I didn’t wait for the end of that threat. His masked face was only inches from mine. I whipped my head forward so that my forehead connected with his nose. A satisfying crunch sounded before his curses filled the air.

“Shut the fuck up!” a second voice hissed from outside. “Haz’s sack, grab her.”

In the grapplefest that followed, I fought like my life depended on it.

I’m glad it didn’t…because I lost. My blade might have found skin before I went down, though.

I earned a fresh wave of curses and felt something warm and wet drip onto my leg before a vice-tight arm around my neck forced me to release the weapon, and a fist gripped my hair.

That fist led to yet another round of cursing as the enchantments in my braid lashed out protectively. Although the man released my hair, the grip on my throat remained firm.

Through the scuffle, my second assailant’s words reached me. “Calm down, initiate, or this will go much worse for you.”

Initiate?

Shit.

It wasn’t an attack. It was…initiation?

The hands—there were four now—turned me over, bound my wrists tightly behind my back with a spelled rope, and tugged a bag over my head.

My magic wasn’t cut off the way it’d been with B?k’s manacles, but it felt drunk and unstable.

I didn’t dare try to reach for it. I cried out, but the sound echoed as if I were inside a sealed metal box.

No outside sounds entered. All I could hear was my own ragged panting.

And then something small and sharp pierced my neck, and the world blurred.

I granted myself one kind lie as I drifted away from consciousness .

This is going to be fine.

Hours later, I woke to Brü’s gruff “road in five” on the other side of my tent flap. The mid-morning sunlight drove hot pokers into my eyes.

A whirlwind of the previous night’s activities fought to reassemble as my head pulsed.

Coming to with my face in a pool of water.

Being held under for an agonizingly long time, only to come up for too-short reprieves before going back under.

Being shoved to my knees on a bed of sharp pebbles. Attempting to stand. Earning lashes for the effort.

Counting aloud to one hundred before I was allowed to rise.

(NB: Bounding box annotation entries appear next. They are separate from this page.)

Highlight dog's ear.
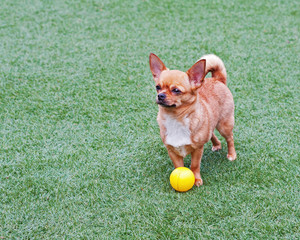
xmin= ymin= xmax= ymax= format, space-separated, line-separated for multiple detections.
xmin=186 ymin=59 xmax=206 ymax=88
xmin=149 ymin=53 xmax=167 ymax=81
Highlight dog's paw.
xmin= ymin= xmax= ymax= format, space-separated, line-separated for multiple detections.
xmin=227 ymin=153 xmax=236 ymax=161
xmin=211 ymin=144 xmax=222 ymax=152
xmin=195 ymin=178 xmax=203 ymax=187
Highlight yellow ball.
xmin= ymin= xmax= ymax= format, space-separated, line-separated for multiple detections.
xmin=170 ymin=167 xmax=195 ymax=192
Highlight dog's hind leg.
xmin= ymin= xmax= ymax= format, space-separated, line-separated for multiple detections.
xmin=217 ymin=116 xmax=236 ymax=161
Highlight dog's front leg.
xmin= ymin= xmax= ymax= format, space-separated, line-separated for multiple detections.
xmin=167 ymin=148 xmax=184 ymax=168
xmin=191 ymin=146 xmax=204 ymax=187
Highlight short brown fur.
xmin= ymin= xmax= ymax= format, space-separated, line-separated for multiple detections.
xmin=150 ymin=54 xmax=236 ymax=186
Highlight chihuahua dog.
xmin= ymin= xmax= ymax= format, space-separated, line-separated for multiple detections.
xmin=149 ymin=53 xmax=236 ymax=186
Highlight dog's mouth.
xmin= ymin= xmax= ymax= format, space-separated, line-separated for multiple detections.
xmin=156 ymin=100 xmax=176 ymax=108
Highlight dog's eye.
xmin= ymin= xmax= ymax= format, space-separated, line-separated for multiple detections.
xmin=172 ymin=88 xmax=181 ymax=93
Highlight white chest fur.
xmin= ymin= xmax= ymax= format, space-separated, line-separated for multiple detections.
xmin=164 ymin=116 xmax=192 ymax=152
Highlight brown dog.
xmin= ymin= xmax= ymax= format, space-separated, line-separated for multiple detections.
xmin=149 ymin=53 xmax=236 ymax=186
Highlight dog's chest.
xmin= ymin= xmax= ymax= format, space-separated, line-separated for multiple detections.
xmin=163 ymin=116 xmax=192 ymax=156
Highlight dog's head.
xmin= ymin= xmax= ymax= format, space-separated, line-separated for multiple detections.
xmin=149 ymin=53 xmax=206 ymax=108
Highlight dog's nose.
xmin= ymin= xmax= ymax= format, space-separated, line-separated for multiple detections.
xmin=157 ymin=93 xmax=167 ymax=101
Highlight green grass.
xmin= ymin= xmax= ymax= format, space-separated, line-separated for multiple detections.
xmin=0 ymin=0 xmax=300 ymax=239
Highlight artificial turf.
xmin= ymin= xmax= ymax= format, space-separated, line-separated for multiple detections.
xmin=0 ymin=0 xmax=300 ymax=239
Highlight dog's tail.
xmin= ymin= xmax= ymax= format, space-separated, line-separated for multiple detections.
xmin=199 ymin=54 xmax=227 ymax=85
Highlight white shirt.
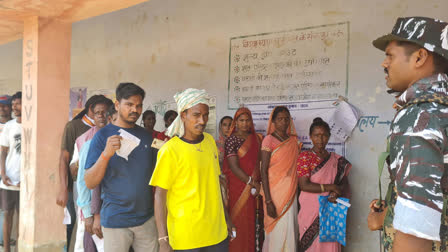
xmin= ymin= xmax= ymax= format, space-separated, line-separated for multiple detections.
xmin=0 ymin=119 xmax=22 ymax=191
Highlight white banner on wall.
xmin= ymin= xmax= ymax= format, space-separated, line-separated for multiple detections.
xmin=228 ymin=23 xmax=349 ymax=109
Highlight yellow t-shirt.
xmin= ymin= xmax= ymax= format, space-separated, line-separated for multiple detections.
xmin=149 ymin=133 xmax=228 ymax=250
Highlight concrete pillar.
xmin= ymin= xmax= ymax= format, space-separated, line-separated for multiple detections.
xmin=19 ymin=17 xmax=71 ymax=252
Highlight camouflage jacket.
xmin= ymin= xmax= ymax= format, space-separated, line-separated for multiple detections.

Running, racing the other initiates who wore barely translucent scarves over their eyes—like the one they’d put on me while I was out—knowing that whoever crossed the finish line last would earn a bonus humiliation.

Listening to the initiate who lost choke back sobs as our tormenters passed a wooden paddle and competed to see who could score the loudest yelp.

Dawn had already teased its arrival by the time they split us apart to return to our tents. I was tired and achy, though as far as hazing went, it could have been worse.

But when we entered my tent, the man who guided me knelt beside me and placed something around my toe.

My wrists were still tied, and I was far too tired to fight him.

He untied me when he finished, but the euphoric rush of my magic returning never came.

Instead, my tendrils remained pinned in a tortured, drunken state by the crude magic of the toe ring .

”That’s for breaking my nose, cunt,” he whispered. “Tell the others, and I’ll make sure you regret it.”

Then, he was gone.

I sat up, examining the toe. The makeshift dampener was a thin gold chain, too tight to slip off, but not tight enough to cut circulation.

I trembled, touching it. It seared my finger.

I cried out, then quickly bit my sleeve to stay quiet.

The absolute last thing I needed was to draw attention to myself.

I still didn’t even know who my assailants were.

Unfortunately, I couldn’t heal with the ring fighting me. The cuts and bruises from last night would stay. It was no raw, welted ass, but it would make the day’s ride rough.